The listings below do not confirm Candida or define the safest antifungal; immune status, interactions and resistance matter.
Confirming the diagnosis
In a typical high-risk presentation, response to fluconazole may support diagnosis. Endoscopy with brushing or biopsy is important when symptoms are severe, atypical or unresponsive because herpes, cytomegalovirus, pill injury and cancer can look similar.

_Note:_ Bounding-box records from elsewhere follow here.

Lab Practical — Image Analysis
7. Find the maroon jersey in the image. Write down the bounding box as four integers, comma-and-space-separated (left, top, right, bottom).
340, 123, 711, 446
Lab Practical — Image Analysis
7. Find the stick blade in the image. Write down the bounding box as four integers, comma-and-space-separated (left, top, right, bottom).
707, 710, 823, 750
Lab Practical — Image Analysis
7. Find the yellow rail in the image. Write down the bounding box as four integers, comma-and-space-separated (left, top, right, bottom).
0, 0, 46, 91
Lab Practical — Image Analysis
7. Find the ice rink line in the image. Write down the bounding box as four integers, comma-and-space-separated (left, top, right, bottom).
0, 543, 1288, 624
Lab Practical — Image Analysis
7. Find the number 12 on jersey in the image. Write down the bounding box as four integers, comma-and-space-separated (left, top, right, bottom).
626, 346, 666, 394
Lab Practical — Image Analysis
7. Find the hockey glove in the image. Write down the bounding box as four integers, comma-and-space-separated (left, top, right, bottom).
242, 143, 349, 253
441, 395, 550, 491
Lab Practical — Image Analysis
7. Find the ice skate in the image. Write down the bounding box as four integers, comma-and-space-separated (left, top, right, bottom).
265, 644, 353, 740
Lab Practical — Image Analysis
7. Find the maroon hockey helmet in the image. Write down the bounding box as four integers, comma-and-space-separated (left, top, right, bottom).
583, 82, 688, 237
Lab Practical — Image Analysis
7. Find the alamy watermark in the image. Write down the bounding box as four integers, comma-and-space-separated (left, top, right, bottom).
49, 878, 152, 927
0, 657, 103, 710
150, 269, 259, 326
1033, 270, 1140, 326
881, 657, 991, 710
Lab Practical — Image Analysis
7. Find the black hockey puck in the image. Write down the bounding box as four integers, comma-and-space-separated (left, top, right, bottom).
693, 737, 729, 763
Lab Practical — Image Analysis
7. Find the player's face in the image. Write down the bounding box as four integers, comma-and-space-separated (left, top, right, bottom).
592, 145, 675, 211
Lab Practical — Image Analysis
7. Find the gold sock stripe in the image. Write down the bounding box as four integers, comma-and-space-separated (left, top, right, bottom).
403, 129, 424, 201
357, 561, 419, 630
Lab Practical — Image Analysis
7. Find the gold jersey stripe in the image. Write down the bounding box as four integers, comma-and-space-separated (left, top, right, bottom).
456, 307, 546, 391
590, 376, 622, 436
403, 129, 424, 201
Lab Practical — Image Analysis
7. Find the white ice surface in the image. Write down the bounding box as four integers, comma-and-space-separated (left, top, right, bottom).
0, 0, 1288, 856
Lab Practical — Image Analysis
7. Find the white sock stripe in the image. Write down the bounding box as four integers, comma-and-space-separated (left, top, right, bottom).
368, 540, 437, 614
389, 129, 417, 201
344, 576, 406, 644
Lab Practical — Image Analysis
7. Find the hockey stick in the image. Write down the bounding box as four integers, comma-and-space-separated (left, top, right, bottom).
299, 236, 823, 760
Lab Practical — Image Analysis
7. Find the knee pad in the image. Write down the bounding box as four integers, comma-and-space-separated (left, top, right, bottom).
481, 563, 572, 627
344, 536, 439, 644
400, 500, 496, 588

Treatment and underlying risk
Fluconazole is common first-line systemic treatment, while resistant or intolerant disease may need another azole or echinocandin. Liver function, QT interval and interactions require review. Persistent disease should prompt HIV testing or reassessment of immune suppression where appropriate.
When to seek urgent care
Seek urgent care for inability to swallow fluids, severe dehydration, vomiting blood, black stool, severe chest pain, fainting or marked illness during immune suppression.